Teraz nastąpił bonus i nagroda, aż do samego Szczecina wiatr w plecy, równy asfalt i minimalny ruch samochodowy. Na koniec dodam, że widoczna na zdjęciu asfaltowa droga i krzywy bruk w kierunku Prenzlau na mapie oznaczony jest dokładnie w ten sam sposób.


Dzisiejsza jazda jest najlepszym przykładem, że w Niemczech nie zawsze jedzie się szybko i przyjemnie na szlakach rowerowych i przekonuje się o tym nie po raz pierwszy. Wiele szlaków jest źle oznaczonych, informacje są nieraz mylące. Dawno w Polsce nie natrafiłem na taką ilość fatalnych dróg. Nadmorska trasa z Kołobrzegu do Mielna, na którą tak narzekałem to autostrada w porównaniu do niektórych dróg, którymi dziś jechałem.



Zamek w Penkun i okolice

  • DST 119.97km
  • Czas 06:11
  • VAVG 19.40km/h
  • VMAX 35.74km/h
  • Temperatura 24.0°C
  • Sprzęt Stevens Galant
  • Aktywność Jazda na rowerze
Poniedziałek, 15 sierpnia 2011 | dodano: 15.08.2011

Szczecin – Dobra – Buk – Loecknitz – Krackow – Penkun – Sommersdorf – Wartin – Luckow - Petershagen – Schoenfeld – Tantow – Rosow – Rosówek – Kołbaskowo – Smolęcin – Warzymice – Rajkowo – Szczecin



Pogoda idealna, pochmurnie, bez deszczu, bez upału. Niestety dosyć wietrznie.

Na początek jazda do Loecknitz na zakupy, w domowej lodówce pustki. Dalsza trasa, jazda rekreacyjna połączona ze zwiedzaniem.





Borowik szlachetny przy drodze w Dobrej.




Zamek w Perkun z 1614 roku.



Pałac w Wartin



Z bliska




Casekow, węzeł szkaków turystycznych. Jednym z celów wycieczki było odnalezienie szlaku turystycznego do Gramzow, gdzie znajdują się ruiny klasztoru, przypominające nieco te z Trzęsacza. Jak widać, drogę odnalazłem, w przyszłości, trzeba będzie się po niej przejechać.

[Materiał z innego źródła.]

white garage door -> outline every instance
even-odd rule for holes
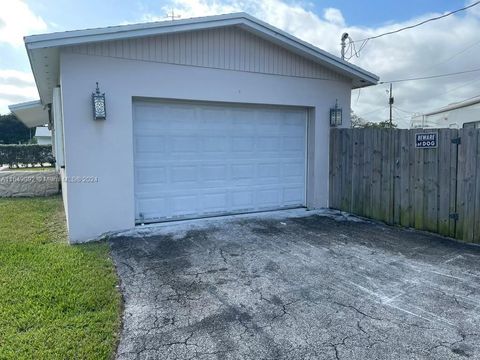
[[[137,222],[305,205],[306,111],[135,102]]]

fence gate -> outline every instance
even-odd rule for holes
[[[332,129],[330,207],[480,243],[480,130]]]

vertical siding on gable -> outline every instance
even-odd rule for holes
[[[130,60],[347,81],[345,76],[235,27],[76,45],[65,47],[64,51]]]

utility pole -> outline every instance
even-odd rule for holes
[[[345,60],[345,41],[348,39],[348,33],[343,33],[341,40],[342,40],[342,49],[340,53],[342,54],[342,60]]]
[[[167,18],[170,18],[170,20],[175,20],[181,18],[181,15],[175,15],[175,10],[172,9],[172,12],[170,14],[167,14]]]
[[[392,92],[392,83],[390,83],[390,98],[388,99],[388,103],[390,104],[390,129],[393,129],[393,118],[392,118],[392,108],[393,108],[393,92]]]

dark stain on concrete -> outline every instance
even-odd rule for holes
[[[309,216],[110,241],[118,359],[480,358],[480,248]]]

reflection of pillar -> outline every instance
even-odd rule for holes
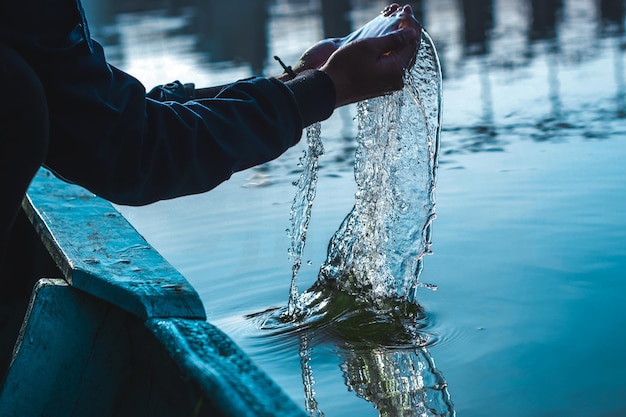
[[[600,0],[600,17],[603,25],[617,25],[624,29],[624,0]]]
[[[426,27],[426,15],[424,13],[424,0],[413,0],[408,2],[398,2],[401,4],[408,4],[413,8],[413,16]]]
[[[561,17],[563,0],[530,0],[531,40],[552,39]]]
[[[615,42],[615,85],[617,117],[626,117],[626,82],[624,81],[624,0],[600,0],[601,33],[613,36]]]
[[[213,62],[243,61],[254,74],[261,74],[268,51],[267,9],[268,0],[240,0],[237,10],[244,12],[233,12],[230,2],[197,0],[194,23],[198,48]]]
[[[322,0],[324,38],[342,38],[352,32],[350,0]]]
[[[464,41],[468,54],[485,54],[489,30],[493,28],[493,0],[461,0]]]
[[[426,348],[348,349],[346,385],[381,417],[455,416],[448,384]]]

url=http://photo.bikestats.eu/zdjecie,208713,maerchenpark-w-petershagen.html][/url]


Przypałacowy „Maerchenpark” – „bajkowy park” w Petershagen.



W parku liczne gatunki drzew i krzewów wraz tablicami.

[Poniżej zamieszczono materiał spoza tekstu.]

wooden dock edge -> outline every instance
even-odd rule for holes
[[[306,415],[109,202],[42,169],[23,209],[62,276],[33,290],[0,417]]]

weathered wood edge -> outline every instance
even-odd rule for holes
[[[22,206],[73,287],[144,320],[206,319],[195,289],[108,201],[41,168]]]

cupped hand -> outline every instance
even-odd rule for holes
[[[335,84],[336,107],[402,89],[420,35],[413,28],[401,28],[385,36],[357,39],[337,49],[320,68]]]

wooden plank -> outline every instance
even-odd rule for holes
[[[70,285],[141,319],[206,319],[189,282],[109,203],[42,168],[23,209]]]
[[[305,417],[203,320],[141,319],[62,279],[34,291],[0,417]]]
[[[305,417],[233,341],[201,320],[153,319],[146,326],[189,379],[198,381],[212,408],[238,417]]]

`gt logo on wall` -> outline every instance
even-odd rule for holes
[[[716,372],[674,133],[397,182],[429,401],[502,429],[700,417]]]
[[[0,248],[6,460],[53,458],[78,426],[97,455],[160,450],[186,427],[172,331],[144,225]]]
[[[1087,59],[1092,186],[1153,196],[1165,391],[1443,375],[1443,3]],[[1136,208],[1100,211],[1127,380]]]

Poza tym po drodze mnóstwo zabytkowych kościołów.


Na koniec od Marka ze Szczecina dla Marka z Rzepina link, z filmem i zdjęciami z drugiego dnia festiwalu sztucznych ogni.

http://www.mmszczecin.pl/382795/2011/8/15/pyromagic--najlepszy-pokaz-fajerwerkow-dali-czesi-relacja-wideo-zdjecia?category=news


Za rok, festiwal odbędzie się po raz piąty, pokazy zorganizują firmy które zajmowały pierwsze miejsca.

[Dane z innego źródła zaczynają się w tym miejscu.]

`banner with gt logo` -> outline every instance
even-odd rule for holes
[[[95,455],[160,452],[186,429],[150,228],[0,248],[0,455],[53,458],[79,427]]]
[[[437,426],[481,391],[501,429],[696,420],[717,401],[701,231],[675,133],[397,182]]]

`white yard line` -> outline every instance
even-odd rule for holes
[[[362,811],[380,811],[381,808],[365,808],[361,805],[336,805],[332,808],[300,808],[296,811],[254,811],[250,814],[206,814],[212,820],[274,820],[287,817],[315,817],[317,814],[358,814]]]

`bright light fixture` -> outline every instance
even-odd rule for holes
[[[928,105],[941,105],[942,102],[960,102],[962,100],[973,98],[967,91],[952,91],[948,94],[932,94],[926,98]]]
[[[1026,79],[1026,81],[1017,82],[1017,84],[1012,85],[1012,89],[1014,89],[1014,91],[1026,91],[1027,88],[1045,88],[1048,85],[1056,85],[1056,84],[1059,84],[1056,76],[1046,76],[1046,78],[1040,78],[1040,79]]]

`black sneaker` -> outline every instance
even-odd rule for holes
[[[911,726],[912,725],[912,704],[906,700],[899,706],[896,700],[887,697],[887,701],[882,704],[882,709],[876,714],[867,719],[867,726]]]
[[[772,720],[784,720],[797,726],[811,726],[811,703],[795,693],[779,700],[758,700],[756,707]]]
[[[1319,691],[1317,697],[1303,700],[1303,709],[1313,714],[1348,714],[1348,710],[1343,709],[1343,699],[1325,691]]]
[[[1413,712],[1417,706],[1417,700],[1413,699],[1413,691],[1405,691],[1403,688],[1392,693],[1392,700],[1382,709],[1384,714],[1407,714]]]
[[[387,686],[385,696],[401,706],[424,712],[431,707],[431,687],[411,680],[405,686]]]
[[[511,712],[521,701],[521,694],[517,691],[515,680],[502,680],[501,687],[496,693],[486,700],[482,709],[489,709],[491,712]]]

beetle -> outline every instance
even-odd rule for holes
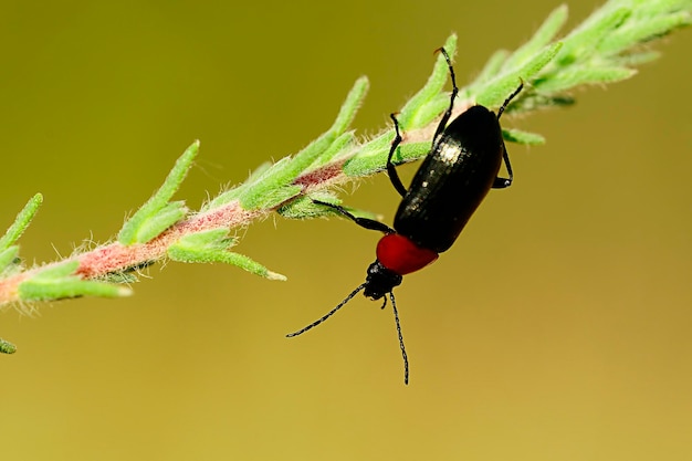
[[[332,208],[365,229],[380,231],[385,235],[377,243],[377,259],[369,265],[366,281],[327,314],[286,335],[298,336],[319,325],[360,291],[371,300],[384,297],[382,308],[387,305],[389,295],[403,358],[405,384],[409,381],[409,363],[394,289],[401,284],[403,275],[421,270],[434,262],[439,253],[449,250],[490,189],[503,189],[512,185],[514,175],[502,138],[500,117],[524,86],[522,81],[504,101],[497,115],[484,106],[474,105],[448,125],[459,88],[449,54],[443,48],[437,51],[447,61],[452,93],[449,107],[432,138],[430,153],[418,168],[408,189],[403,187],[392,163],[402,138],[397,117],[395,114],[390,115],[396,135],[387,157],[387,174],[394,188],[401,195],[394,229],[373,219],[355,217],[342,206],[313,200],[314,203]],[[507,170],[506,178],[497,176],[503,161]]]

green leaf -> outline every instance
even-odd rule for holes
[[[0,275],[7,275],[19,264],[19,245],[6,248],[0,252]]]
[[[188,210],[182,201],[169,203],[169,200],[180,188],[198,151],[199,140],[196,140],[178,158],[164,185],[125,222],[118,233],[120,243],[125,245],[146,243],[187,214]]]
[[[331,157],[334,156],[334,151],[333,149],[331,150],[329,147],[335,142],[343,142],[340,136],[348,128],[348,125],[360,107],[368,85],[366,77],[358,78],[348,93],[332,127],[297,153],[294,158],[290,159],[286,157],[286,161],[276,163],[262,175],[252,187],[243,190],[243,193],[239,197],[241,206],[245,210],[256,210],[274,207],[292,198],[293,196],[287,192],[290,190],[296,190],[289,187],[295,178],[304,172],[311,165],[319,163],[322,155],[325,153]],[[282,192],[276,193],[277,190],[282,190]],[[297,190],[300,192],[301,188]]]
[[[545,144],[545,138],[537,133],[522,132],[521,129],[502,128],[502,137],[504,140],[526,146],[537,146]]]
[[[169,247],[168,256],[187,263],[221,262],[269,280],[286,280],[284,275],[270,271],[245,255],[230,252],[229,249],[234,243],[235,239],[228,237],[228,229],[213,229],[181,238]]]
[[[43,196],[41,193],[36,193],[27,202],[24,208],[17,214],[17,218],[14,218],[12,226],[0,238],[0,251],[7,250],[19,240],[36,214],[36,211],[39,211],[42,202]]]
[[[534,35],[516,49],[512,54],[512,57],[505,60],[503,70],[511,70],[524,65],[526,62],[541,51],[541,49],[547,46],[551,41],[557,35],[557,32],[565,25],[567,21],[567,6],[562,4],[557,7],[546,18],[541,28],[534,33]]]
[[[489,82],[479,91],[476,96],[478,104],[486,107],[501,105],[518,87],[522,81],[531,81],[538,71],[545,67],[557,55],[560,48],[560,42],[547,45],[522,65]]]
[[[74,275],[78,265],[78,261],[67,261],[40,270],[19,284],[20,301],[57,301],[80,296],[119,297],[132,294],[132,290],[124,286],[80,279]]]
[[[454,55],[457,52],[457,34],[451,34],[447,39],[444,42],[444,51],[447,51],[450,57]],[[431,118],[430,112],[421,113],[420,108],[440,94],[448,80],[449,66],[447,65],[444,56],[440,53],[428,82],[418,91],[418,93],[413,95],[413,97],[409,99],[408,103],[406,103],[403,107],[401,107],[401,111],[397,116],[403,130],[420,128],[428,125],[432,118]]]
[[[559,93],[579,85],[612,83],[629,78],[637,73],[628,67],[585,67],[560,72],[552,78],[534,82],[534,86],[544,93]]]
[[[14,354],[17,352],[17,346],[10,343],[9,340],[4,340],[0,338],[0,353],[1,354]]]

Przy pierwszym pokazie zaczęło padać, wkrótce nastąpiło oberwanie chmury, na festiwalu spotkałem montera61, który zawsze parkuje rowerem w tym samym miejscu, wspomogłem go swoim parasolem. Gratulacje do montera za bezbłędne wytypowanie wyniku. Ja obstawiałem na Chorwacje, choć pokaz poza konkursem polskiej firmy Surex też był super (najlepsza końcówka ze wszystkich pokazów), szkoda, że nie ma filmiku w internecie, chyba deszcz przegonił wszystkich filmowców.